# Scrape data from Reddit for stock market discussions using PRAW

Set Up PRAW

In [None]:
pip install praw

Create a Reddit Instance

In [None]:
import praw

reddit = praw.Reddit(
    client_id="your_client_id",
    client_secret="your_client_secret",
    username="your_reddit_username",
    password="your_reddit_password",
    user_agent="your_user_agent",
)

Choose the subreddits you want to scrape data from, such as "wallstreetbets", "stocks", "investing", and "StockMarket".

In [None]:
subreddits_to_parse = ['wallstreetbets', 'stocks', 'investing', 'StockMarket']

In [None]:
import re
from collections import Counter

#extract_data
for sub in subreddits_to_parse:
    subreddit_instance = reddit.subreddit(sub)
    submissions = subreddit_instance.hot(limit=50)  # get_the_top_50_hot_posts
    for submission in submissions:
        print(f"Submission title: {submission.title}")
#analysing_the_comment
for submission in submissions:
    submission.comments.replace_more(limit=0)  # flatten_the_comment_tree
    comments = submission.comments.list()  # get_all_comments
    for comment in comments:
        print(f"Comment: {comment.body}")
#filter_stocks_tickets
def clean_word(word):
    return re.sub(r'[^\w\s]', '', word).upper()  # remove_punctuation_and_convert_to_uppercase

potential_stock_symbols = []
for word in word_collection:
    cleaned_word = clean_word(word)
    if cleaned_word.isupper() and not containsNumber(cleaned_word):
        potential_stock_symbols.append(cleaned_word)
#count_frequency
cnt = Counter(potential_stock_symbols)
trending_tickers = [k for k, v in cnt.items() if v > 50]  # filter_tickers_mentioned_more_than_50_times
print("Trending Stock Tickers:", trending_tickers)
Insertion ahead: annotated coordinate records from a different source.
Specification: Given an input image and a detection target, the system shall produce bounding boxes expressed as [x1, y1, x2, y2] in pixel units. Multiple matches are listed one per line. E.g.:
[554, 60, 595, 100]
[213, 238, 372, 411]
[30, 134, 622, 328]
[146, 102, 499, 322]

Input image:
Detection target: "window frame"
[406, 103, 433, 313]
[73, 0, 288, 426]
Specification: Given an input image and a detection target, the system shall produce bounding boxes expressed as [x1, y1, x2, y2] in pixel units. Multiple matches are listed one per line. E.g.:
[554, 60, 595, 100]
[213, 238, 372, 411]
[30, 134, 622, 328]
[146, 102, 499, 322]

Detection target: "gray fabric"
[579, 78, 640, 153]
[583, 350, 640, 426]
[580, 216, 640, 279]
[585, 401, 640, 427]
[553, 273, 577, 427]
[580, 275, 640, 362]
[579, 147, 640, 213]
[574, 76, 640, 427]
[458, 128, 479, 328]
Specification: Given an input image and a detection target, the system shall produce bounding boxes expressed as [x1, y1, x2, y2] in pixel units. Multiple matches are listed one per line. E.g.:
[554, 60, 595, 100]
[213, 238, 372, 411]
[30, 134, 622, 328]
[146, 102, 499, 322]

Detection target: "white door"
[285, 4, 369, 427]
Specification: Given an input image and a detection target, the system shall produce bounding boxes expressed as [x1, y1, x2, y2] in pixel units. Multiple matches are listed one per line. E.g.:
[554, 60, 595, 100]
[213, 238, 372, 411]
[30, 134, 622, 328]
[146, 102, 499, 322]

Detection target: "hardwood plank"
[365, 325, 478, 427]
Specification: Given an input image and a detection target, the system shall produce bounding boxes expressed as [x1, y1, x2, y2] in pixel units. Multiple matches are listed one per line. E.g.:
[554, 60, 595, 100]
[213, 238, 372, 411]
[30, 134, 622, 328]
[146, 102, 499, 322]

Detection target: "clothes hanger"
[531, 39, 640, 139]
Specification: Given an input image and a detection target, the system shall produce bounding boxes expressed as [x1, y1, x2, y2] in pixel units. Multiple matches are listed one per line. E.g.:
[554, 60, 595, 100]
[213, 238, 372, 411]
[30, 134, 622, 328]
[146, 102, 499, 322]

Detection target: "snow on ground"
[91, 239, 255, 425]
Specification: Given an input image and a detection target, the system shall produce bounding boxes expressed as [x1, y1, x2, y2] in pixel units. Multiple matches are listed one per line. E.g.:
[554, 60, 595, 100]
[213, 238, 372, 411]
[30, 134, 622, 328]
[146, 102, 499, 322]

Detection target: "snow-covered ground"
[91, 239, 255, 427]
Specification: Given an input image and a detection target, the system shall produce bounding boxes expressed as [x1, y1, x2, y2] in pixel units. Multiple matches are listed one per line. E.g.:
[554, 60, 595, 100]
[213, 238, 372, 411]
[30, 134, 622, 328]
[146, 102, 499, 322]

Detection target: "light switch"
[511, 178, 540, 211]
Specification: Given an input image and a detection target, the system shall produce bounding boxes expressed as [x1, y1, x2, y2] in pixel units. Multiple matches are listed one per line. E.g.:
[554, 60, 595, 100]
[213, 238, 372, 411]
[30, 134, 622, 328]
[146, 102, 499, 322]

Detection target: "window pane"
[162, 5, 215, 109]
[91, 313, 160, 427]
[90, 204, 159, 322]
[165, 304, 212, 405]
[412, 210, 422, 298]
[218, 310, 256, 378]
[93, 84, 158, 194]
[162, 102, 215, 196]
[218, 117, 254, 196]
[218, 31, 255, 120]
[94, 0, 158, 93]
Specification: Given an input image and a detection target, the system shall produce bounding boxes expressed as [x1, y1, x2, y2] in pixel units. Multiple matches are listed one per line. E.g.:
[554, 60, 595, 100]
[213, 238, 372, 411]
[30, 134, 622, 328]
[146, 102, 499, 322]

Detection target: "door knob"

# Step 1: Data Scraping from Reddit

In [None]:
import pandas as pd

# Initialize a list to hold the data
data = []

#loop_through_extract_data_post_comment_and_subreddits
for sub in subreddits_to_parse:
    subreddit_instance = reddit.subreddit(sub)
    submissions = subreddit_instance.hot(limit=50)  # get_the_top_50_hot_posts
    for submission in submissions:
        submission.comments.replace_more(limit=0)  # flatten_the_comment_tree
        comments = submission.comments.list()  # get_all_comments
        for comment in comments:
            data.append({
                'subreddit': sub,
                'title': submission.title,
                'comment': comment.body,
                'created_utc': submission.created_utc
            })

# create_a_dataFrame
df = pd.DataFrame(data)
df.to_csv('reddit_stock_data.csv', index=False)

# Step 2: Data Cleaning and Preprocessing

In [None]:
# load_the_data
df = pd.read_csv('reddit_stock_data.csv')

# remove_duplicates_and_nulls
df.drop_duplicates(subset=['title', 'comment'], inplace=True)
df.dropna(subset=['comment'], inplace=True)

# further_cleaning
df['comment'] = df['comment'].str.replace(r'http\S+|www\S+|https\S+', '', case=False)
df['comment'] = df['comment'].str.replace(r'\@\w+|\#', '', '', case=False)

# Step 3: Sentiment Analysis

In [None]:
from nltk.sentiment.vader import SentimentIntensityAnalyzer
import nltk

# download_VADER_lexicon
nltk.download('vader_lexicon')

# initialize_the_VADER_sentiment_analyzer
sia = SentimentIntensityAnalyzer()

# apply_sentiment_analysis
df['sentiment'] = df['comment'].apply(lambda x: sia.polarity_scores(x)['compound'])

# Step 4: Feature Extraction

In [None]:

df['length'] = df['comment'].apply(len)  # length_of_the_comment
df['is_positive'] = df['sentiment'] > 0  # binary_feature_for_positive_sentiment

# grp_by_date_and_aggregate_features
df['created_utc'] = pd.to_datetime(df['created_utc'], unit='s')
df.set_index('created_utc', inplace=True)

# resample_to_daily_frequency_and_aggregate
daily_data = df.resample('D').agg({
    'sentiment': 'mean',
    'length': 'mean',
    'is_positive': 'sum'
}).fillna(0)

# save_the_processed_data
daily_data.to_csv('daily_stock_sentiment.csv')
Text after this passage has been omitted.